Os democratas deveriam entremear medidas para baratear medicamentos com medidas para facilitar a inovação farmacêutica e, em alguns casos, torná-la mais lucrativa. Passei algum tempo conversando com Heidi Williams, economista da Universidade Stanford, e o que ela disse foi tão óbvio que é espantoso que ainda não tenhamos feito mais nesse sentido. Gastamos muito na fase inicial (ciência básica e pesquisas) de um fármaco, e ainda mais com os produtos que acabam sendo desenvolvidos. Mas ignoramos a parte intermediária: toda a infraestrutura difícil e nada atraente necessária para converter uma molécula promissora num tratamento milagroso.

Mais dinheiro poderia ser bom –especialmente se fosse gasto de maneiras novas, como para financiar prêmios ou com a Arpa-H—, mas hoje Washington gasta bilhões de dólares com pesquisas médicas, e vale perguntar se é um dinheiro bem gasto.

Para sermos justos, existem bons motivos para o NIH agir com cautela, e são motivos políticos, não apenas científicos ou econômicos. Os mesmos republicanos que desancam o governo por ser demasiado convencional e lento para agir criticam concessões que não se concretizaram e apostas inesperadas, descrevendo-as como desperdício de dinheiro do contribuinte. Com isso, eles criam os incentivos para precisamente a cautela burocrática que eles então condenam.

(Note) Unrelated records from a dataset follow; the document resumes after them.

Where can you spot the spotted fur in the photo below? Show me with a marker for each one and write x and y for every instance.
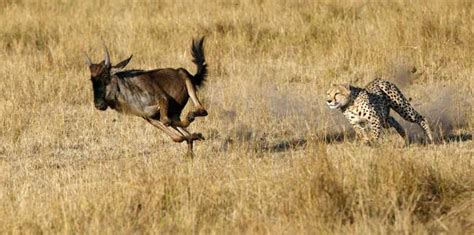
(367, 109)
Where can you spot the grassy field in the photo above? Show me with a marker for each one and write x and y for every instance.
(275, 159)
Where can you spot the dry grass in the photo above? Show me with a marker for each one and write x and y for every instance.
(275, 159)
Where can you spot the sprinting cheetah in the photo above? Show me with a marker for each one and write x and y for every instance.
(369, 107)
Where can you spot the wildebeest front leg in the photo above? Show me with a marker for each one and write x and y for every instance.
(164, 104)
(176, 136)
(190, 138)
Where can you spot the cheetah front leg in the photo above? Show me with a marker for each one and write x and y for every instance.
(375, 129)
(396, 125)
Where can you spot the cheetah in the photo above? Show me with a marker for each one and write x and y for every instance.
(367, 109)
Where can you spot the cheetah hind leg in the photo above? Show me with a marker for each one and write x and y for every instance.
(400, 104)
(396, 125)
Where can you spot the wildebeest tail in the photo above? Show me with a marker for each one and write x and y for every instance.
(197, 52)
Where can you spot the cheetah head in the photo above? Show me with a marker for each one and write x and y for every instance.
(338, 96)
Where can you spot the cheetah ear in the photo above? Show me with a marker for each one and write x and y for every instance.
(348, 87)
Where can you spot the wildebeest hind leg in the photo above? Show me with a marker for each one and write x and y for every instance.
(190, 138)
(200, 110)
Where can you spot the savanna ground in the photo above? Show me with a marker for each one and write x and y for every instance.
(275, 160)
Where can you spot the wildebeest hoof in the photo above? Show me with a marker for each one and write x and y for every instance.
(197, 136)
(190, 117)
(166, 122)
(201, 112)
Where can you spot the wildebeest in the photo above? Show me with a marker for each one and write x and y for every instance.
(158, 95)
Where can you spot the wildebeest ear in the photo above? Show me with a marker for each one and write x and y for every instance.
(122, 64)
(348, 86)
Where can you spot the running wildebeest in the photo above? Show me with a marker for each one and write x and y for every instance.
(158, 95)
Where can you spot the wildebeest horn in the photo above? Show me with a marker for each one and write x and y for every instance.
(107, 56)
(88, 60)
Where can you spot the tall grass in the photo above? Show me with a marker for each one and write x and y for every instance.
(275, 159)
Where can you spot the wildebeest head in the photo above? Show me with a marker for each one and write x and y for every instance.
(101, 75)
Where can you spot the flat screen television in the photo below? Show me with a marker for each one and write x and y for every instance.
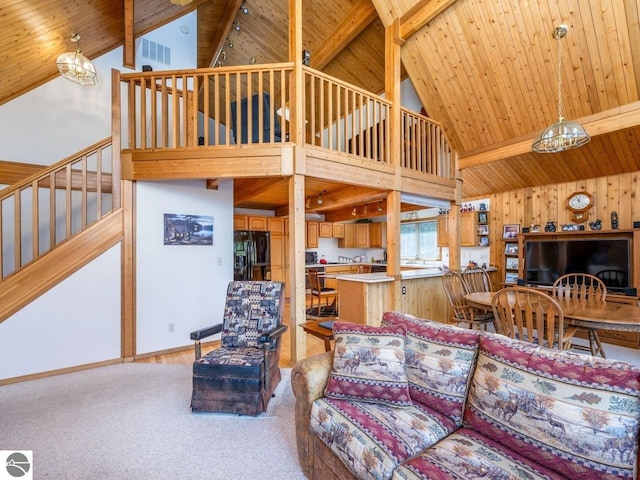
(609, 259)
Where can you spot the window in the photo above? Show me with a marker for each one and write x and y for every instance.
(419, 241)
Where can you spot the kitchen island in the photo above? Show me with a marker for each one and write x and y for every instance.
(363, 298)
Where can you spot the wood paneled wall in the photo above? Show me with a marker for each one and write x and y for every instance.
(538, 205)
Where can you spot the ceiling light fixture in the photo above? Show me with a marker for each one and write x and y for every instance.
(76, 67)
(562, 135)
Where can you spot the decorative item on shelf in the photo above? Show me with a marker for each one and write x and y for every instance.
(510, 230)
(562, 135)
(569, 227)
(614, 221)
(596, 224)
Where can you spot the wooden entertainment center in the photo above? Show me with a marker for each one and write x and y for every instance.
(625, 339)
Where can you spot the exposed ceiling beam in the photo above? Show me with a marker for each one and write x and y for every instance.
(354, 23)
(129, 50)
(601, 123)
(217, 44)
(421, 14)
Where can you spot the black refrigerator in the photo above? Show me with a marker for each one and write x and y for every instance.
(251, 255)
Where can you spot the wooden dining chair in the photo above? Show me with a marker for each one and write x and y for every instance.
(318, 291)
(588, 288)
(455, 289)
(529, 315)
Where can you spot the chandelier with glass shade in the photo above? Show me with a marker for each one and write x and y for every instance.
(76, 67)
(564, 134)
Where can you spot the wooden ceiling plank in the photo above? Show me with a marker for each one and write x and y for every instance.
(362, 15)
(421, 14)
(223, 32)
(597, 124)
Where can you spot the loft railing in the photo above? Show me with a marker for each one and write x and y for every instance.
(49, 207)
(344, 118)
(424, 147)
(178, 109)
(226, 106)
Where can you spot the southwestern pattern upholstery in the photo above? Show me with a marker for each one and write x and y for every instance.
(241, 375)
(526, 412)
(369, 364)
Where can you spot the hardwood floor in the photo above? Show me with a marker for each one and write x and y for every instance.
(186, 356)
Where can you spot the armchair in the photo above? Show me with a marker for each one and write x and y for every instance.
(241, 376)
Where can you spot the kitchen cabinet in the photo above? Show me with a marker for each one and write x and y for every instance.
(376, 235)
(362, 235)
(349, 240)
(240, 222)
(275, 225)
(468, 230)
(325, 229)
(312, 235)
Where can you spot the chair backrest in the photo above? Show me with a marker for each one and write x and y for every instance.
(455, 289)
(254, 129)
(251, 309)
(580, 285)
(613, 278)
(529, 315)
(477, 280)
(314, 280)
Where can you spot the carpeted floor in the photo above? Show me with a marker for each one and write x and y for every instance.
(132, 421)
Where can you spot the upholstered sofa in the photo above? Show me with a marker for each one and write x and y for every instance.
(415, 399)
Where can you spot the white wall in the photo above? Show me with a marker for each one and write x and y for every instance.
(78, 322)
(75, 323)
(180, 287)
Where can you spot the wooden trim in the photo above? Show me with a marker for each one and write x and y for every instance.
(60, 371)
(68, 257)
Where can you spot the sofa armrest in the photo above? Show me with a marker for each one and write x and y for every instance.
(309, 379)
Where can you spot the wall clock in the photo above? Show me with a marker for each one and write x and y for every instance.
(579, 204)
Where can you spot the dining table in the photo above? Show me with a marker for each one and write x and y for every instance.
(616, 316)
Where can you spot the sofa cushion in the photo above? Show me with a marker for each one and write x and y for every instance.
(368, 364)
(576, 414)
(439, 362)
(466, 454)
(371, 439)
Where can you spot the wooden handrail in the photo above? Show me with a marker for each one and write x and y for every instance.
(49, 207)
(165, 110)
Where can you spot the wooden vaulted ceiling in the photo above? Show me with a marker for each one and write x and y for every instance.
(485, 69)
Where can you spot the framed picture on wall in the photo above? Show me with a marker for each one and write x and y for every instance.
(510, 231)
(181, 229)
(511, 249)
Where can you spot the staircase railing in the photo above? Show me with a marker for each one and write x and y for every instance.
(48, 208)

Mas a pandemia não deve convencer ninguém da infalibilidade de nossas agências de saúde. O NIH se mostrou incapaz de mudar de foco rapidamente quando a pandemia chegou: só 2% de seu orçamento de 2020 foi gasto com pesquisas sobre Covid. O FDA demorou demais para aprovar os testes rápidos que a Europa começou a usar muito antes. O CDC foi, francamente, uma bagunça. Mas nenhuma das falhas às quais assistimos levaram a reformas importantes dessas agências. Isso não pode estar certo.

Estamos falando de instituições cheias de profissionais brilhantes, que trabalham muito e que estão fazendo o melhor que podem dentro das restrições que lhes são impostas. Elas deveriam ser revistas com certa frequência. Em Washington, porém, a necessidade de defender instituições estimadas como o NIH contra cortes orçamentários e interferência política leva pessoas que acreditam na organização a se tornarem defensoras, em lugar de aprimoradoras.

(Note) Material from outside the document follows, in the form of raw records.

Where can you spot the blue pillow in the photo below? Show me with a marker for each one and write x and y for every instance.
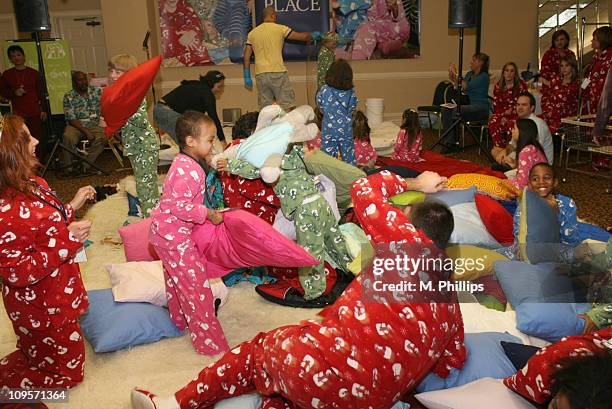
(110, 326)
(544, 298)
(518, 354)
(452, 197)
(485, 358)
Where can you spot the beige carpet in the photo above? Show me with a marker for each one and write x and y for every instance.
(166, 365)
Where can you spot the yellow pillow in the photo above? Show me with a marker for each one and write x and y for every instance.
(476, 262)
(496, 187)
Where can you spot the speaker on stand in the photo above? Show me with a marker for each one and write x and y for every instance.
(33, 16)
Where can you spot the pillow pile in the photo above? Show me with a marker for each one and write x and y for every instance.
(490, 185)
(469, 228)
(110, 326)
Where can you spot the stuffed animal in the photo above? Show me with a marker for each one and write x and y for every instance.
(275, 131)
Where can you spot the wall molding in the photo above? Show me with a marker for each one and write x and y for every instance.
(312, 79)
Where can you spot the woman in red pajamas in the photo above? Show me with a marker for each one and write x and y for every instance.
(561, 100)
(364, 354)
(505, 94)
(42, 289)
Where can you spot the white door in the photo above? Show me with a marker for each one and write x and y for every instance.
(85, 35)
(8, 31)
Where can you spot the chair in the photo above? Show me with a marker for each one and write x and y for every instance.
(440, 97)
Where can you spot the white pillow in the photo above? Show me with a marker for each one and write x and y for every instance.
(143, 281)
(469, 228)
(485, 393)
(138, 281)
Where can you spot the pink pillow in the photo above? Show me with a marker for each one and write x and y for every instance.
(244, 240)
(136, 245)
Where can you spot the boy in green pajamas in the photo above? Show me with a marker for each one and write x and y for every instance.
(140, 142)
(301, 201)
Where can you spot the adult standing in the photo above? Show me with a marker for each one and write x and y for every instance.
(43, 291)
(82, 114)
(551, 60)
(476, 86)
(266, 42)
(192, 95)
(602, 60)
(505, 94)
(21, 86)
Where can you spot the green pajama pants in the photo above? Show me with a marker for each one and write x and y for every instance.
(317, 231)
(144, 165)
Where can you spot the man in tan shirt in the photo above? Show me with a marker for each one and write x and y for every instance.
(266, 41)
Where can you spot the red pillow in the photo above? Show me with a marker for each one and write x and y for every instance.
(121, 100)
(498, 221)
(534, 380)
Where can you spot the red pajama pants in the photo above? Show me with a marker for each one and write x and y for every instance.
(50, 358)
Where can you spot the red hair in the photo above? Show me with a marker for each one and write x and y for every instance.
(17, 164)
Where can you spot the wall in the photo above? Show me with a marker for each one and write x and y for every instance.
(508, 34)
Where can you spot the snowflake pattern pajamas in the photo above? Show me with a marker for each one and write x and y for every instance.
(190, 299)
(337, 133)
(43, 292)
(315, 225)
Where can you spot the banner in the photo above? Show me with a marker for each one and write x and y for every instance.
(56, 58)
(213, 32)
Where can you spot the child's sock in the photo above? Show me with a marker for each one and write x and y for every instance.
(142, 399)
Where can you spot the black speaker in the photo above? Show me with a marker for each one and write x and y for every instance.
(463, 13)
(32, 15)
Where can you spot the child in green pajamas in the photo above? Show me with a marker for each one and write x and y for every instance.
(301, 201)
(140, 142)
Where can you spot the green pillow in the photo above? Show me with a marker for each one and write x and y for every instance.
(407, 198)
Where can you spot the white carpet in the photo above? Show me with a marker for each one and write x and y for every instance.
(166, 365)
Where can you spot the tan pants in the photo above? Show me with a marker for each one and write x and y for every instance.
(72, 136)
(275, 87)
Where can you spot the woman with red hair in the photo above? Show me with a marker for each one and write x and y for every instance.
(43, 292)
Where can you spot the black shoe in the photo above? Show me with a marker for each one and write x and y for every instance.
(450, 149)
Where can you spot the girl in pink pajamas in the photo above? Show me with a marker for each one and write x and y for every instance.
(181, 207)
(386, 27)
(364, 354)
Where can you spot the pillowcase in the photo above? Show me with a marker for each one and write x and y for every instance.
(485, 358)
(518, 354)
(543, 297)
(498, 221)
(538, 233)
(244, 240)
(490, 185)
(481, 265)
(111, 326)
(534, 380)
(407, 198)
(136, 244)
(451, 197)
(122, 99)
(138, 281)
(485, 393)
(469, 228)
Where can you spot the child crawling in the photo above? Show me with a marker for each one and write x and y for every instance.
(361, 355)
(181, 207)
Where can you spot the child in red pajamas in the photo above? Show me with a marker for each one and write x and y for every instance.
(362, 354)
(42, 289)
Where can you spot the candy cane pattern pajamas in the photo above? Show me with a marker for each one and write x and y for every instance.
(190, 299)
(43, 293)
(362, 354)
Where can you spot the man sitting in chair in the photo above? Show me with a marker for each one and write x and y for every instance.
(82, 113)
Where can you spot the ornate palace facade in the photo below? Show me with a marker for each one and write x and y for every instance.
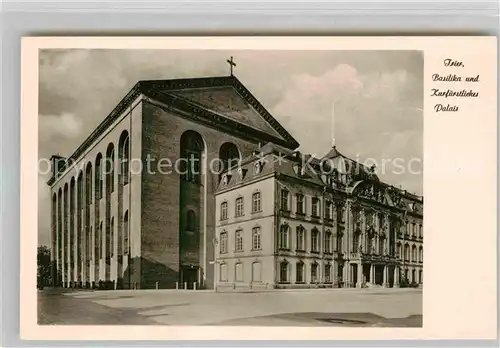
(286, 220)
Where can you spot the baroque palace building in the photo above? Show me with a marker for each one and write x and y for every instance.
(140, 203)
(285, 219)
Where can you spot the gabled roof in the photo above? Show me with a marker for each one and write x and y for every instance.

É assim que chegamos a uma situação bizarra como a Arpa-H —que evidentemente se pretende que opere de modo radicalmente distinto do NIH— ser criada como parte do NIH. Na semana passada escrevi sobre como boa parte da agenda de Biden depende de novas estruturas. Mas a agenda é igualmente dependente da inovação —e muito precisa ser feito para que o governo se torne mais favorável a elas.

Mesmo assim, esse é um lado inesperadamente instigante da Presidência de Biden. Um liberalismo que tem tanta ambição de encontrar soluções para problemas por meio da invenção quanto por meio da redistribuição seria poderoso de fato.